I have a hard time letting myself be okay with the way that I look.  I wake up in the morning, and I look at my tummy, and I frown that it's a little bit floppy.  I judge the way my legs get all cottage cheesy when I'm doing yoga (the worst time to be critical of your body is when you're in downward facing dog.  Trust me.).  I instantly forget that this magnificent body, which is propelling me through MARATHON TRAINING, is in fact magnificent, just as it is.  I want to change it.  Because it should be easy to get crazy skinny and lose tons of weight when you're running 20+ miles/week, right?  Uhm, no.  Not so much.  And to tell the truth, I really have no desire to lose any weight.  I'm a comfortable 142 pounds at 5'7".  I wear smalls and mediums, and I am healthy.  But when confronted with my naked self in a mirror, or my scantily clad self while working out, all rational thought flits away like scraps of paper on the breeze.

Does it really matter if I have girl abs?  Nah, not so much.  In my everyday career and lifestyle, I'm not walking around in sports bras and lycra pants like I'm Jillian Michaels.  And does it really matter if my legs look a little funky during yoga?  I am the only person who sees them that way, and the cellulite actually goes a long way in hiding the stretch marks on my inner thighs, probably the thing I dislike most about my body.  So maybe my body is doing me a couple of favors there.

Body acceptance is my biggest struggle in this lifetime.  It is something that I think that I have down pat, and then it rises up again, like some kind of crazy hydra that just won't quit.  I won't give up fighting it though, not ever.  My body does incredible things, but it will never be perfect.  Even if I did achieve that ideal of "perfection" I hold in my head, there will always be some new thing about my body that I am picking at, and trying to improve upon. 
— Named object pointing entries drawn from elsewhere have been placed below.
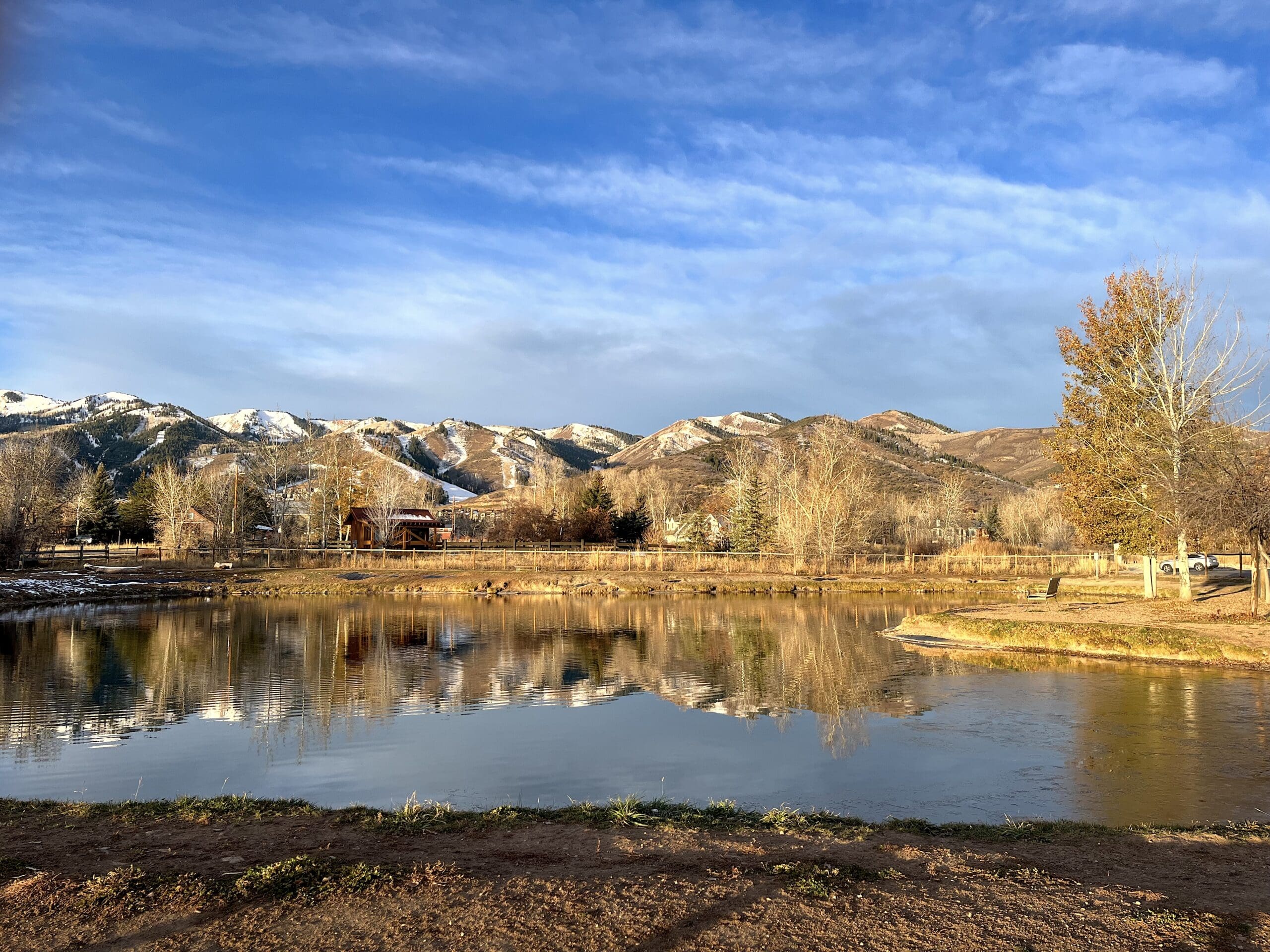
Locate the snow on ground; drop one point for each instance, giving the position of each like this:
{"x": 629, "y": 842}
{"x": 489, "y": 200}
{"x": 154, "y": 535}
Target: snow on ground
{"x": 264, "y": 424}
{"x": 14, "y": 403}
{"x": 58, "y": 584}
{"x": 583, "y": 434}
{"x": 96, "y": 404}
{"x": 745, "y": 424}
{"x": 457, "y": 440}
{"x": 456, "y": 493}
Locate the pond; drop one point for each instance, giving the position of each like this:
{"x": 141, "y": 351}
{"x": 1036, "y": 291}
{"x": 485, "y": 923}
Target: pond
{"x": 540, "y": 700}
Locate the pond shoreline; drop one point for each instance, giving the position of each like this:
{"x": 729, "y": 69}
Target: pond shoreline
{"x": 237, "y": 873}
{"x": 1157, "y": 633}
{"x": 58, "y": 587}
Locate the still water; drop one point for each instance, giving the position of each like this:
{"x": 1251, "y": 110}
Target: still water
{"x": 539, "y": 700}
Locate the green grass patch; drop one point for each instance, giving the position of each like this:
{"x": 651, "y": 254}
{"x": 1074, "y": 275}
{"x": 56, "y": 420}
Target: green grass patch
{"x": 430, "y": 818}
{"x": 825, "y": 880}
{"x": 190, "y": 809}
{"x": 307, "y": 879}
{"x": 14, "y": 869}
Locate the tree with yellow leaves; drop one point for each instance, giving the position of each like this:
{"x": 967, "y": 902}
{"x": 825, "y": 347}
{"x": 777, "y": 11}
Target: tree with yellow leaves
{"x": 1156, "y": 382}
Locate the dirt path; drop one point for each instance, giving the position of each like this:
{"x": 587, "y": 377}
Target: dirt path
{"x": 103, "y": 884}
{"x": 1214, "y": 629}
{"x": 59, "y": 587}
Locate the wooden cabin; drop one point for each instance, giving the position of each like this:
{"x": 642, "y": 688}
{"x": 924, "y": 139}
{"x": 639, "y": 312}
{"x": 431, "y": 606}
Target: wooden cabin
{"x": 416, "y": 529}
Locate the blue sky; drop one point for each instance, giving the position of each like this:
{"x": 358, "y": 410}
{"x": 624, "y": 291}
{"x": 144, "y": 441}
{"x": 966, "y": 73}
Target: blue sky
{"x": 613, "y": 212}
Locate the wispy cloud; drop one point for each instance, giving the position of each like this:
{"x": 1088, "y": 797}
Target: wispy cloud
{"x": 407, "y": 207}
{"x": 1132, "y": 75}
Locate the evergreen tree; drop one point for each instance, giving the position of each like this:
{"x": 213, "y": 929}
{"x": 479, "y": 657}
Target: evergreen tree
{"x": 596, "y": 495}
{"x": 103, "y": 508}
{"x": 751, "y": 522}
{"x": 631, "y": 525}
{"x": 992, "y": 522}
{"x": 136, "y": 513}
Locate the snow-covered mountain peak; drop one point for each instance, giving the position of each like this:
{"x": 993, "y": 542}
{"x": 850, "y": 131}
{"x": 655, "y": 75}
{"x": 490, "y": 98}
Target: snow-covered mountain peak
{"x": 261, "y": 424}
{"x": 16, "y": 402}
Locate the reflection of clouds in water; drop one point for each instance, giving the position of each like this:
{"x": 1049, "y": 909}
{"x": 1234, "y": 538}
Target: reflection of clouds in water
{"x": 290, "y": 668}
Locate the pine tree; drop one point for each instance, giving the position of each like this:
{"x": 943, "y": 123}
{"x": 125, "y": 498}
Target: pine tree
{"x": 992, "y": 522}
{"x": 596, "y": 495}
{"x": 751, "y": 524}
{"x": 103, "y": 508}
{"x": 136, "y": 515}
{"x": 694, "y": 532}
{"x": 633, "y": 524}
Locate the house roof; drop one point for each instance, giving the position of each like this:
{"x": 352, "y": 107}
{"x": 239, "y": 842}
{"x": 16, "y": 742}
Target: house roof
{"x": 417, "y": 517}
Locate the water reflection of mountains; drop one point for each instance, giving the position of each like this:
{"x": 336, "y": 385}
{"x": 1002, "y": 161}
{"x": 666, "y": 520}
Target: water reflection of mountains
{"x": 299, "y": 665}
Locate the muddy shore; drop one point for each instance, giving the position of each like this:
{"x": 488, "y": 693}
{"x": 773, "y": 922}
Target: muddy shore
{"x": 1213, "y": 630}
{"x": 59, "y": 587}
{"x": 251, "y": 875}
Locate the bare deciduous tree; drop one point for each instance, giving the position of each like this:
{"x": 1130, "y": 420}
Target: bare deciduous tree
{"x": 389, "y": 490}
{"x": 1179, "y": 384}
{"x": 31, "y": 494}
{"x": 176, "y": 493}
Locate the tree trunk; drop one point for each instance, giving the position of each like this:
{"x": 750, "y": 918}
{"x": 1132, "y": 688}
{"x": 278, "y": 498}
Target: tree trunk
{"x": 1183, "y": 567}
{"x": 1255, "y": 570}
{"x": 1263, "y": 568}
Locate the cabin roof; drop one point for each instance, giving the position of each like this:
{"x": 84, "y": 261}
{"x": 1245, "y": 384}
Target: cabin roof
{"x": 361, "y": 513}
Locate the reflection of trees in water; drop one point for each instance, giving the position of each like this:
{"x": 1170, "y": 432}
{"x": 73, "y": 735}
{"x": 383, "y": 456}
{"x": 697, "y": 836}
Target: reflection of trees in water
{"x": 294, "y": 668}
{"x": 1192, "y": 744}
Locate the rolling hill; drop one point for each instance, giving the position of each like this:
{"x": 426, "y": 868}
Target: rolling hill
{"x": 130, "y": 434}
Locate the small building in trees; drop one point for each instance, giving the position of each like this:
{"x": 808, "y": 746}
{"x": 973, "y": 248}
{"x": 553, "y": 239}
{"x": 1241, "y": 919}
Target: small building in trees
{"x": 958, "y": 535}
{"x": 412, "y": 529}
{"x": 198, "y": 529}
{"x": 680, "y": 531}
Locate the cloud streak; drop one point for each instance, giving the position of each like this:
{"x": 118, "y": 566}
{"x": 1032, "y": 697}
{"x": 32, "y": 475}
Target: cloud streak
{"x": 618, "y": 212}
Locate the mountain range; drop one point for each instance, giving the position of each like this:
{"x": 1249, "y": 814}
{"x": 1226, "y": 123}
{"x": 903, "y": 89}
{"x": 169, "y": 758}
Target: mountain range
{"x": 130, "y": 434}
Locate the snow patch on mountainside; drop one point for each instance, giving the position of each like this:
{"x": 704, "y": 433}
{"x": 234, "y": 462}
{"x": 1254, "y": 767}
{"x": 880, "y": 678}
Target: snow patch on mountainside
{"x": 14, "y": 403}
{"x": 261, "y": 424}
{"x": 456, "y": 494}
{"x": 600, "y": 440}
{"x": 747, "y": 424}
I'm not saying that I want to be okay with mediocrity, or that I am justifying some type of backslide.  I think that sometimes people see acceptance of reality as an admission of mediocrity.  It isn't that.  It's more of that serenity prayer type of thing.  There are things that I can change about myself, and there are things that I can not.  Or maybe that I can, but I simply love donuts too much to go there.  And it's about realizing that it's alright to pick and choose when I push full steam ahead, and when I take a step back and let myself accept that what I am doing, and who I am is good enough, strong enough, worthy enough.  I can fall short plenty without having to create additional ways that I fall short in the way I look to myself in the mirror.  Those self-induced stresses have too much impact on the rest of my life to let them fester and grow.

So I'm choosing to seek the wisdom and the serenity to accept the things that I can not change about my body.  I'm choosing to accept that my stomach is always going to be a little more round and feminine.  I'm choosing to accept that my legs will always look better in yoga pants over booty shorts.  I'm choosing to accept that my weight is just perfect for my frame, and that it isn't worth it to me right now to give up things I enjoy and appreciate in order to change that weight that is already perfect.  

These are my choices today, universe.  Hear me as I declare them, over and over again.  You have given me a body that is exquisite in its design, and I am honored you entrusted it to my care.  I can only hope that I am doing it a service by choosing to honor it exactly as it was created.

1 comment:

  1. I love this because I agree so much. I'm always wishing I was less pudgy in the middle, but if I was, I'd probably topple over from having such big boobs. Body acceptance is hard!